Another area of development, which is currently viewed as a hindrance, is the lack or underdeveloped financial infrastructure. Trade among ASEAN countries is only at 25% which is quite low for a bloc as a panelist pointed out. It was also noted that the different levels of technological maturity that support the finance of ASEAN members are making trade especially supply chain trade among the countries difficult. The panelists asserted that the development of cross border payment must be toward a standardized process that focuses on speed and ease.
Said to be in ASEAN’s horizon is the opportunity for the bloc to develop into a world class automotive manufacturer. However, safety standards standardization and alignment has yet to be attained among the ASEAN members. There is also a particular concern on the current standards in the manufacturing of motorcycles. Most motorcycles are manufactured without an Anti-lock Braking System (ABS). A study has found that 1 in 4 motorcycle road accidents is actually ABS-related.

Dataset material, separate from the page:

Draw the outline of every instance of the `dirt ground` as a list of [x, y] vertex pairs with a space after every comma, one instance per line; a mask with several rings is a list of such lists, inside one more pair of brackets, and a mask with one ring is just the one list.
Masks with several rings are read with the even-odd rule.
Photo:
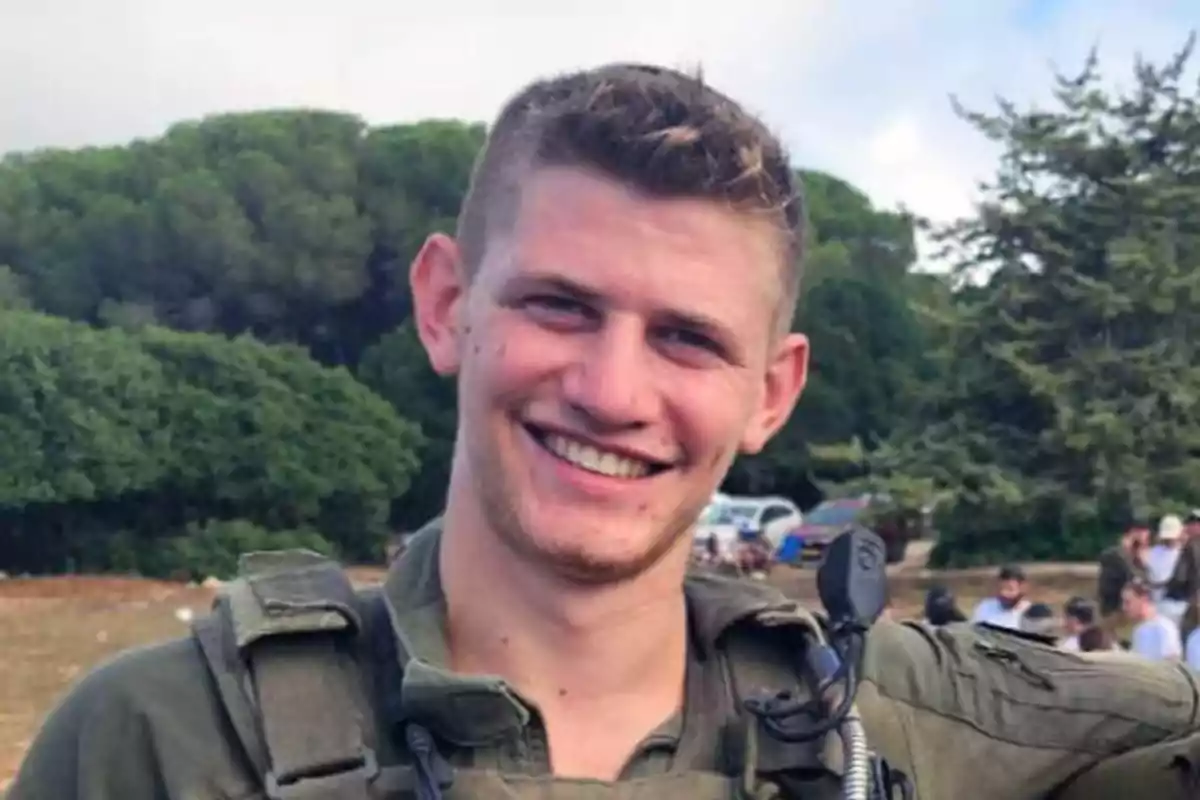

The next discussion point was about Corporate Social Responsibility (CSR) which the panelists view as more than just philanthropy. Daniel Koch of Covestro Thailand sees a sustainable CSR as a profit area that creates value. He, together with Marc Fancy of Prudence Foundation, stressed that it could drive real and certain changes when done strategically. In the Philippines, one avenue put forth by Assistant Secretary Felicitas Agoncillo-Reyes of the Board of Investments is the inclusive business models as a form of CSR for businesses where it goes beyond just philanthropy.
Meanwhile, non-tariff trade barriers are seen as causes that hold back the level of competitiveness of regional trading. There is accession among the panel members on the harmonization and recognition of mutual agreements among the ASEAN member countries on non-tariff trade measures as the solution. It is viewed as reducing the risk for non-tariff barriers. However, as a panelist pointed out, measures must be agreed on per sector.
As for the government and ASEAN, Joey Concepcion of RFM Corporation stated that the small businesses’ concern is survival and most see the ASEAN as a competitor or threat. The said vantage point could be shifted to recognize the membership in the ASEAN as an opportunity to widen markets.
Finally, H.E. Francisco Fontan, the EU Ambassador to the ASEAN, was quite optimistic about the future of the ASEAN. He could see the progress of the ASEAN as a feat considering the diversity and differences in culture of the members. He claims that although the process might not be perfect, the remarkable thing about the bloc is the willingness of its members to engage in dialogue. As for the future of the ASEAN-EU relationship, a bloc to bloc Free Trade Agreement is encouraged to improve the partnership between the two.